Hooks-based approaches are emerging as the pattern that works across these surfaces. Instead of funneling traffic through a network proxy, hooks intercept at each stage of the agent’s execution inside the agent itself. They fire before and after prompts, before and after tool calls, before and after model responses. Cursor, Claude Code, and other coding assistants have built hook mechanisms into their enterprise products specifically to enable this kind of runtime interception. Because hooks operate at the agent layer rather than the network layer, they see everything the agent does: MCP calls, native bash execution, file system access, and Skills invocations.
Identity-aware Enforcement Goes Beyond the Gateway
When a business user creates an agent on Microsoft Copilot Studio, the agent often runs with the creator’s credentials rather than the current user’s. This is sometimes called the “maker’s token” problem. Every subsequent user inherits the maker’s permissions. An HR manager builds an agent, shares it with the sales team, and now every sales rep can access HR data through the maker’s identity.

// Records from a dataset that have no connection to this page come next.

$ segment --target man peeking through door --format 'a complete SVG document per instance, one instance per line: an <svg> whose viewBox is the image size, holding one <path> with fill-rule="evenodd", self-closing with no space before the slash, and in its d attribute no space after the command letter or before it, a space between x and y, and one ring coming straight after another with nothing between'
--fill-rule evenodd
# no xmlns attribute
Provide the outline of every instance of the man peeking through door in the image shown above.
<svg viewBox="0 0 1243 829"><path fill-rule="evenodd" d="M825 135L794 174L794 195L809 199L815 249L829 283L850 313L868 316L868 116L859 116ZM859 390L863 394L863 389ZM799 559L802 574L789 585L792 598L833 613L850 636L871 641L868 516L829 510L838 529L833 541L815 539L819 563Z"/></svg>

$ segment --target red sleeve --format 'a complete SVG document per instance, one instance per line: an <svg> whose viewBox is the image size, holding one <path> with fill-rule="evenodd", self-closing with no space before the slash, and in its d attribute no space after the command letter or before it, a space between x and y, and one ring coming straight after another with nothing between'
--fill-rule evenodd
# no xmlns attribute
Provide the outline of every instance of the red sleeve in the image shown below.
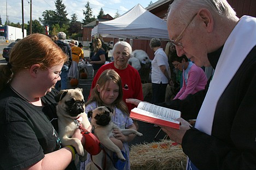
<svg viewBox="0 0 256 170"><path fill-rule="evenodd" d="M95 86L96 86L96 84L97 83L97 81L98 81L98 77L100 77L100 76L101 75L101 74L104 70L104 69L101 69L101 68L100 68L100 69L98 69L98 72L97 72L95 76L94 76L94 80L92 80L92 82L91 83L91 89L90 90L90 94L89 95L88 100L89 100L90 99L90 98L91 97L91 90L95 87Z"/></svg>

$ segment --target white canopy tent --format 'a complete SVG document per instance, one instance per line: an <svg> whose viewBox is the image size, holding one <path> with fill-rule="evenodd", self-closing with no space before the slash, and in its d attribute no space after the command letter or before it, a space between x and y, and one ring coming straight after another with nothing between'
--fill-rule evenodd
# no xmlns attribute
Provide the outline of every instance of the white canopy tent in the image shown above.
<svg viewBox="0 0 256 170"><path fill-rule="evenodd" d="M92 36L97 34L103 37L169 40L166 22L139 4L116 19L99 22L91 32Z"/></svg>

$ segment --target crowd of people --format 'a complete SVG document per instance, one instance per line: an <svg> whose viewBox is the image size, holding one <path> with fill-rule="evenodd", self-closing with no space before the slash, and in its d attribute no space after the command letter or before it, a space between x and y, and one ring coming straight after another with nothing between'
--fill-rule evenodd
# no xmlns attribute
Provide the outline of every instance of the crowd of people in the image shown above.
<svg viewBox="0 0 256 170"><path fill-rule="evenodd" d="M154 51L152 102L182 114L177 119L179 129L158 125L181 144L188 156L187 169L255 169L256 19L238 18L226 0L176 0L167 25L170 41L165 52L159 39L149 44ZM54 96L67 88L68 76L77 77L74 70L84 58L83 46L69 45L63 32L56 37L24 38L8 64L0 65L0 169L77 168L75 149L63 146L58 135ZM90 63L95 75L85 112L107 106L119 127L139 130L129 117L143 100L139 74L128 64L131 45L116 42L110 51L113 62L106 64L101 40L96 38L92 43ZM203 69L208 66L215 70L209 78ZM173 100L165 102L166 86L179 81L174 71L181 73L182 87ZM196 119L194 126L188 122L191 119ZM135 136L113 133L112 141L127 157L122 169L130 169L127 142ZM86 144L79 129L72 137Z"/></svg>

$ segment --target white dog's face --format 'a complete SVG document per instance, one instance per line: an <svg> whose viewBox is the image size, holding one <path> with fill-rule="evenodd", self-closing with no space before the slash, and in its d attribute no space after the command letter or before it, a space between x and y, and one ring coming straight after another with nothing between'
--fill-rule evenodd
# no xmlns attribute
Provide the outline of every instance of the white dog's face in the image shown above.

MCP gateways can integrate with identity providers and apply role-based access control at the tool level. That is real value. But enforcing identity-aware policies at runtime, where you resolve who is actually driving the agent at a given moment and apply the correct permissions dynamically, requires deeper integration at the agent and platform level. The gateway can check credentials. Enforcement that accounts for the full relationship between the current user, the agent, and the agent’s effective permissions across the session requires a different type of integration.

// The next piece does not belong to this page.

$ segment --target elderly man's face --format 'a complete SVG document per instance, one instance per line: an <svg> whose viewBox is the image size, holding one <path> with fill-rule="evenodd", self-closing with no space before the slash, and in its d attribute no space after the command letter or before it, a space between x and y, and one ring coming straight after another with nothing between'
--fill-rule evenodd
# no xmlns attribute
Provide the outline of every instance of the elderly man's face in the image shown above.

The Practical Recommendation
Think of gateways as one layer of the AI security stack, not the entire stack. AI gateways create opportunities for runtime visibility/enforcement because they sit in the execution path. MCP gateways handle identity and tool-level access control. Both are valuable. Neither was designed to solve behavioral detection, session-level correlation, or coverage of non-MCP agent actions.

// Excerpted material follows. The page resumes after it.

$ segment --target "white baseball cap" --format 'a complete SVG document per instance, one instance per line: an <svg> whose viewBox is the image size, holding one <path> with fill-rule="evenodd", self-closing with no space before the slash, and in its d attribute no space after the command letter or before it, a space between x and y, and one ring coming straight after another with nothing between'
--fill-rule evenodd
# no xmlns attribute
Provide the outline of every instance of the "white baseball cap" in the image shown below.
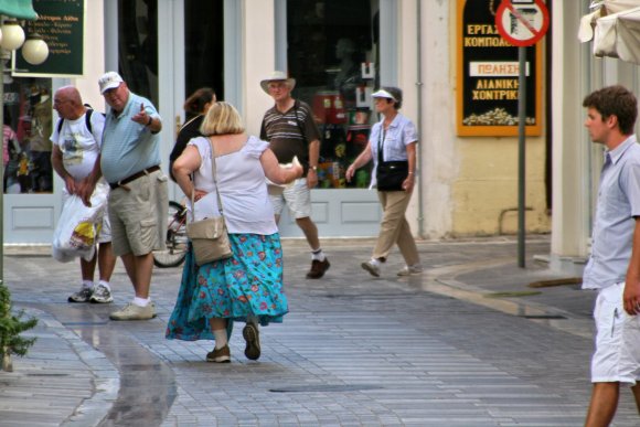
<svg viewBox="0 0 640 427"><path fill-rule="evenodd" d="M98 85L100 86L100 94L105 94L108 89L115 89L116 87L120 86L120 83L125 81L120 75L116 72L108 72L103 74L103 76L98 79Z"/></svg>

For the security problems that span both layers, a purpose-built AI security platform is the missing piece. It provides the actual runtime security analysis, behavioral detection, and enforcement that operates across the full agent interaction. The most effective pattern we see in enterprises today is integration: the gateway provides the pipe, the security platform provides the brain. Each layer does what it was built to do.
What Comes Next
The gateway market is moving fast. Major acquisitions, new startups, and platform vendors adding MCP support all point toward convergence. Within a year, the distinction between AI gateway and MCP gateway may be largely academic as products merge into unified infrastructure layers.
What will not converge is the gap between infrastructure controls and security controls. Gateways will keep improving at routing, authentication, and logging. Behavioral detection, session-level context, and enforcement will remain distinct problems that require purpose-built solutions. Agents are getting more autonomous. MCP adoption is accelerating. Multi-agent orchestration through protocols like A2A is moving toward production. The gap between what gateways see and what agents actually do is widening, not shrinking.
Security teams evaluating their architecture today should plan for both layers: gateways for infrastructure governance, and AI security for the behavioral and access control challenges that gateways were never designed to solve. The organizations that get this right early will have a security architecture that scales with AI adoption instead of falling behind it.